Don't get too hung up on weight though. You don't want a fat dog. Slow and steady growth is best for their development.

What are you feeding and how much daily?


----------



## shugarhey (Jul 29, 2013)

Lucy Dog said:


> I think mine was about 12-14 pounds at that age. I remember he was 9 pounds at almost 9 weeks. He's 16 weeks now and about 30 pounds.
> 
> Don't get too hung up on weight though. You don't want a fat dog. Slow and steady growth is best for their development.
> 
> What are you feeding and how much daily?
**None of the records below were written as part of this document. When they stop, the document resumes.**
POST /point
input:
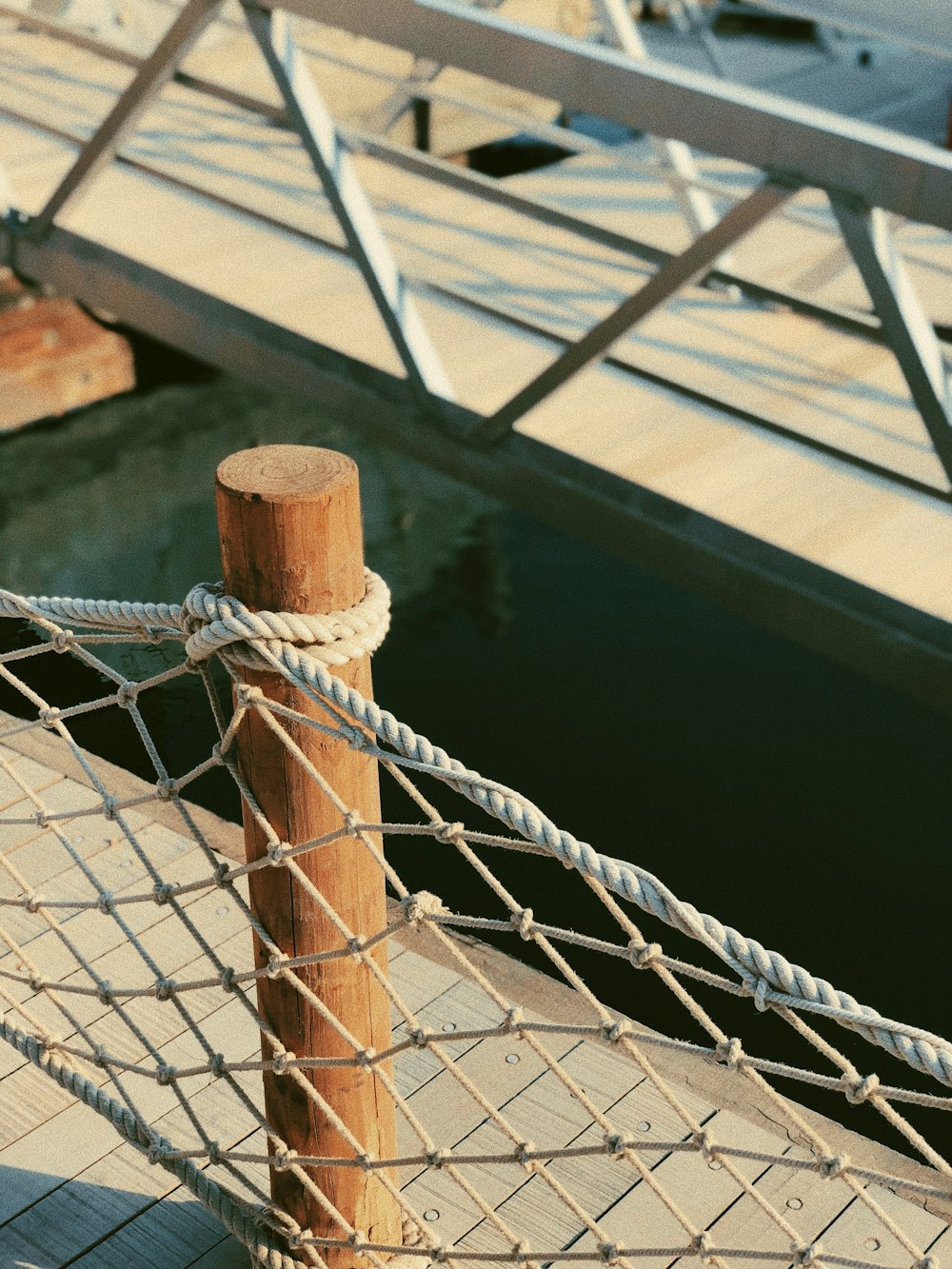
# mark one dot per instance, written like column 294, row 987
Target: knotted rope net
column 531, row 1127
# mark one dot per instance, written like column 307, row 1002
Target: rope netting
column 522, row 1136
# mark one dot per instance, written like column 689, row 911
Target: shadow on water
column 798, row 803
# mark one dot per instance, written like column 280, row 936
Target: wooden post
column 291, row 541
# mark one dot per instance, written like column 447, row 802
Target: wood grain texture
column 291, row 534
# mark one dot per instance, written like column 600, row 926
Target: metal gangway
column 716, row 347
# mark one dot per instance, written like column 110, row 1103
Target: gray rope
column 216, row 624
column 234, row 1215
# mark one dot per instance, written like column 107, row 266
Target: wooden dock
column 749, row 450
column 72, row 1195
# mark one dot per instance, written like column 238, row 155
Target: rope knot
column 616, row 1143
column 522, row 922
column 615, row 1031
column 859, row 1089
column 643, row 956
column 248, row 696
column 219, row 625
column 703, row 1246
column 419, row 906
column 126, row 694
column 833, row 1165
column 356, row 739
column 729, row 1052
column 760, row 989
column 807, row 1254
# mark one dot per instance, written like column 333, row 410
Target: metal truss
column 677, row 273
column 867, row 174
column 908, row 330
column 310, row 118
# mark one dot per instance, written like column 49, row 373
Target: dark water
column 803, row 804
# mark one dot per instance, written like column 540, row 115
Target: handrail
column 871, row 165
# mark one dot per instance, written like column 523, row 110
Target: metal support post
column 291, row 541
column 310, row 118
column 125, row 115
column 908, row 330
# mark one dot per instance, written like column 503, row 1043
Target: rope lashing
column 216, row 624
column 212, row 622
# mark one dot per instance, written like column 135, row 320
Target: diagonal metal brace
column 905, row 327
column 310, row 118
column 122, row 119
column 677, row 273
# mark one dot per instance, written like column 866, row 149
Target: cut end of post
column 291, row 532
column 285, row 473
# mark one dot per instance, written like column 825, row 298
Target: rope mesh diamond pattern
column 122, row 979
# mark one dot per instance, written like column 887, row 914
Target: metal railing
column 870, row 175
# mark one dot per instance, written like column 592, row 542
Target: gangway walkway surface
column 773, row 438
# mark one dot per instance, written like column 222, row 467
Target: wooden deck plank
column 597, row 1181
column 590, row 418
column 861, row 1235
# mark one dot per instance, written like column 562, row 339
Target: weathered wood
column 53, row 357
column 291, row 534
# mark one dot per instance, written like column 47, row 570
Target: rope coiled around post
column 304, row 647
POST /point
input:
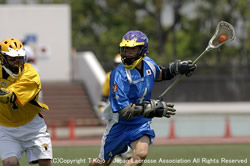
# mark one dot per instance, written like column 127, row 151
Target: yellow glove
column 6, row 96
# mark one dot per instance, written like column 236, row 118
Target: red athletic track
column 161, row 141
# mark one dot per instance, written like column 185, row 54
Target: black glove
column 182, row 67
column 6, row 96
column 157, row 108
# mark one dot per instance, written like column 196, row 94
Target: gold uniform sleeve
column 26, row 107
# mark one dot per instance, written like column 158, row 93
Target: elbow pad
column 130, row 111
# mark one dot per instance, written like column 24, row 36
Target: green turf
column 208, row 154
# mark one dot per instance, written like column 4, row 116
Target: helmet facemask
column 13, row 65
column 130, row 40
column 130, row 60
column 12, row 56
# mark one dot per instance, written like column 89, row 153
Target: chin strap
column 15, row 76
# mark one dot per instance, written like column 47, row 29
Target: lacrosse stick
column 224, row 33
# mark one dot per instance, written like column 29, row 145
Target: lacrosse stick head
column 224, row 33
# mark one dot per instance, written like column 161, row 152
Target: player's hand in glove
column 6, row 96
column 182, row 67
column 157, row 108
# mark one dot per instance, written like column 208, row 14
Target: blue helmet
column 134, row 38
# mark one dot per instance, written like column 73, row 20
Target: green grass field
column 188, row 155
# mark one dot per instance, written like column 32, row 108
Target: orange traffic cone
column 72, row 129
column 227, row 128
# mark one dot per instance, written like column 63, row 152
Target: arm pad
column 166, row 74
column 130, row 111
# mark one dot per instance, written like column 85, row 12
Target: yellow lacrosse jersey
column 26, row 89
column 106, row 86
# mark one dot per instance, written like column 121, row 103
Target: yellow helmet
column 118, row 59
column 13, row 48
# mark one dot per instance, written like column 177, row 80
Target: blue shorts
column 118, row 137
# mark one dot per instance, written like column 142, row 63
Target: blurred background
column 74, row 44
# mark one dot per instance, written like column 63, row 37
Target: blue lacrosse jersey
column 128, row 86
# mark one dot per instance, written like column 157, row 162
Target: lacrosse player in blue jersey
column 130, row 100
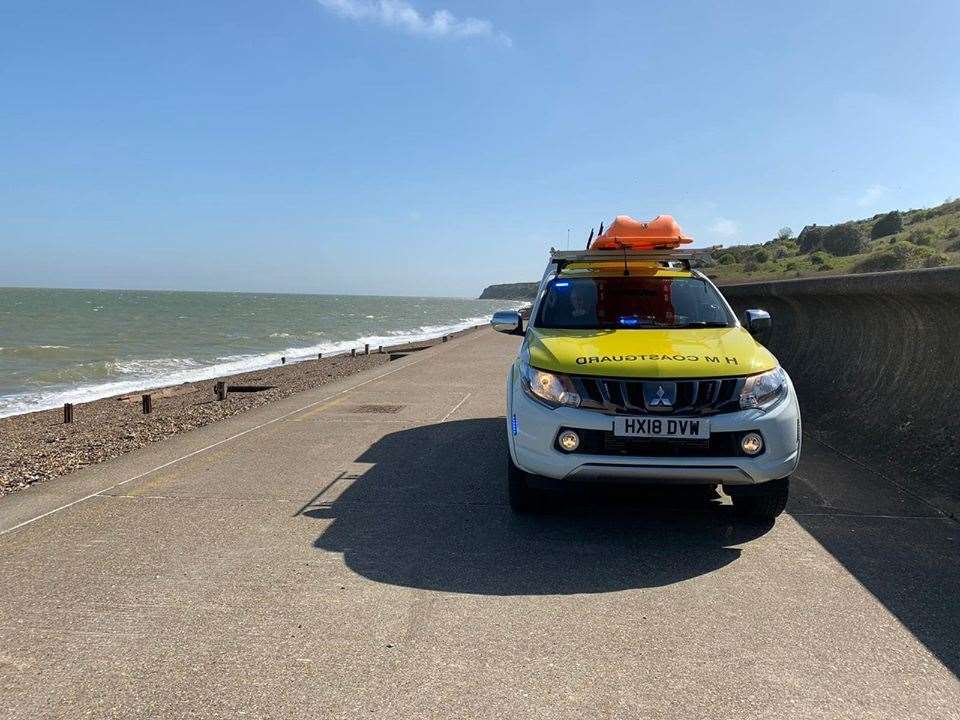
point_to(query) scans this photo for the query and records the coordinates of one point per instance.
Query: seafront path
(349, 552)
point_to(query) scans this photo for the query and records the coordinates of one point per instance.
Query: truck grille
(688, 397)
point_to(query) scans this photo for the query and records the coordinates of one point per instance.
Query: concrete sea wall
(876, 362)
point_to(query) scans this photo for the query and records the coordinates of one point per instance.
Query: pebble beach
(39, 446)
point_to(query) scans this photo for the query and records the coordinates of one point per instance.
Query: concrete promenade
(349, 552)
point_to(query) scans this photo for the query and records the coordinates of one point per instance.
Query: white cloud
(401, 15)
(871, 195)
(725, 228)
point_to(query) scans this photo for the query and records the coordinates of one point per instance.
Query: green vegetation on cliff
(894, 240)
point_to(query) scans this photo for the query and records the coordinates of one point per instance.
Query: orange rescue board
(625, 232)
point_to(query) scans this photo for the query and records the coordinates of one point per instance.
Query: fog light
(569, 440)
(752, 443)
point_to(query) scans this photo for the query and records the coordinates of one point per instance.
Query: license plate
(662, 427)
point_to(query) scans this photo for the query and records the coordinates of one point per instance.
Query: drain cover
(377, 409)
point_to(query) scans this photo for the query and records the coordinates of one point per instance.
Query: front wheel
(522, 498)
(760, 502)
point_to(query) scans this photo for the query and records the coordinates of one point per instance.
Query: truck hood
(687, 353)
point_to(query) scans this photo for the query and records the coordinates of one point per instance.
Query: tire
(522, 498)
(760, 502)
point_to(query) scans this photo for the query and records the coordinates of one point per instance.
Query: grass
(930, 237)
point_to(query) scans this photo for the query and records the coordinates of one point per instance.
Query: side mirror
(757, 322)
(507, 321)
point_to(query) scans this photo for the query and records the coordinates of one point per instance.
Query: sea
(60, 346)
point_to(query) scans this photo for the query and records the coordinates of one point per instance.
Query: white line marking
(455, 407)
(217, 444)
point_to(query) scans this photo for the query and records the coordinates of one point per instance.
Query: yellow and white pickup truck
(634, 368)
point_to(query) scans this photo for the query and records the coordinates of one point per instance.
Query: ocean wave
(31, 350)
(145, 374)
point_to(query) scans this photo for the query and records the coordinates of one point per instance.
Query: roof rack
(563, 258)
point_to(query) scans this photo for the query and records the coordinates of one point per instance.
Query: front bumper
(532, 430)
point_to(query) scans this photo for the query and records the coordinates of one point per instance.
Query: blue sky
(436, 146)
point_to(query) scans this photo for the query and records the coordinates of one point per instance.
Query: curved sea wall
(876, 362)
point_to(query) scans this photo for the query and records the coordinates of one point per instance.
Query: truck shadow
(431, 512)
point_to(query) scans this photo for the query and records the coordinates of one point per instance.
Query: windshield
(632, 302)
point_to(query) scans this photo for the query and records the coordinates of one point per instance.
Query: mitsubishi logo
(661, 398)
(660, 395)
He's nowhere near fat. He will be a big boy regardless, his mom was 100 pounds and his dad was 130+. He eats about 2 cups in the morning and about 2 cups in the evening of ProPack large breed puppy food. He spills about a cup of that total for both feedings, that I have to clean.


----------



## Lucy Dog (Aug 10, 2008)

Yeah... he's going to be a big boy when fully grown. Sounds like he's definitely got the genetics for it.


----------



## shugarhey (Jul 29, 2013)

Here are a few pics... he's healthy, but I don't think he's fat... plus he's up to walking about 8 blocks now, so he gets his exercise.


----------



## Anubis_Star (Jul 25, 2012)

Hes stocky so its hard to tell but he does look like hes a bit on the thicker side. I would personally want my pup a bit leaner. 

100-130lbs??? 

No way would I want a dog that big haha. Just a nightmare on the jointa

Sent from Petguide.com Free App


----------



## shugarhey (Jul 29, 2013)

Anubis_Star said:


> Hes stocky so its hard to tell but he does look like hes a bit on the thicker side. I would personally want my pup a bit leaner.
> 
> 100-130lbs???
> 
> ...


He may have some baby fat, but the vet did say he was pretty muscular. Both parents are OFA certified so hopefully that lowers his chances of having any joint problems. I will definitely watch his weight, feedings, and give him plenty of exercise to keep him healthy. I just LOVE big dogs!!


----------



## Anubis_Star (Jul 25, 2012)

Just be careful of that love it can easily lead to an overweight dog or oversized dogs being bred when it can cause problems. Not saying anything negative will happen with your boy and he sure is cute  you sound like you have a good head on your shoulders about maintaining a healthy ideal body weight  

but realistically GSDs were meant to be medium-large dogs in the 60-80lb range, athletic and agile. When you start breeding dogs in the 130lb + range you can easily run into joint problems, especially when size alone is a driving factor behind the breeding.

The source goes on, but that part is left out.